I am happy that I have such a big family.  They started to arrive and of course, because our family is so big, they didn’t stop coming.

Steve arrived with his “priest” tools and started to talk to me about the services for Rick.  Steve and I have been friends for a very long time.  I knew him from St. Philip’s, my first teaching experience.  I knew him four years before I met Rick. I played guitar and sang at the school masses; Steve and I planned together before the start of mass. He was a young associate pastor, played guitar and came to my class and entertained my first grade students. 
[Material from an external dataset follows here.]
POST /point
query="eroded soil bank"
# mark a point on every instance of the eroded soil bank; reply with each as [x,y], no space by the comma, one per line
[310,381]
Steve said he would go with me to make the funeral arrangements the next day.  He scheduled an appointment with Adams-Greene Funeral Home and another with the Sterling Cemetery.  I had never made arrangements for anyone before so this was all new to me.
My mother in-law hugged me when she walked into my house. We sat on the couch feeling overwhelmed by it all. We both said we couldn't believe Rick was gone.  I couldn’t begin to understand her pain, the pain of losing a child.  My heart ached for her.

In that moment, it seemed the focus was on me, perhaps because I had instantly become the weeping widow.  I felt catatonic but I was acutely aware of how Rick’s loss impacted us all.  We were all grieving, with no grief greater than the next.  Rick meant a lot to many people.

It had been 13 weeks from diagnosis to death.  Every one of those days I spent being so burdened with the anxiety of all that lay before me.   I don't know what I was expecting when Rick died but it wasn't the calmness that I felt sitting there.  I was so astounded at my reaction.  The grief I felt had started 13 weeks before.  Each day and every little piece that the cancer chipped away from Rick was a part of my daily grief.  I suppose I was expecting the big fireworks at the end.  It had been a rough day but the fireworks had been going on for 13 weeks and today was just the first day of the rest of my life.

1 comment:

  1. I cannot imagine losing someone so dear to me. I guess there is no preparing for this loss except to enjoy each moment as if it were your last. Thank you for sharing your story.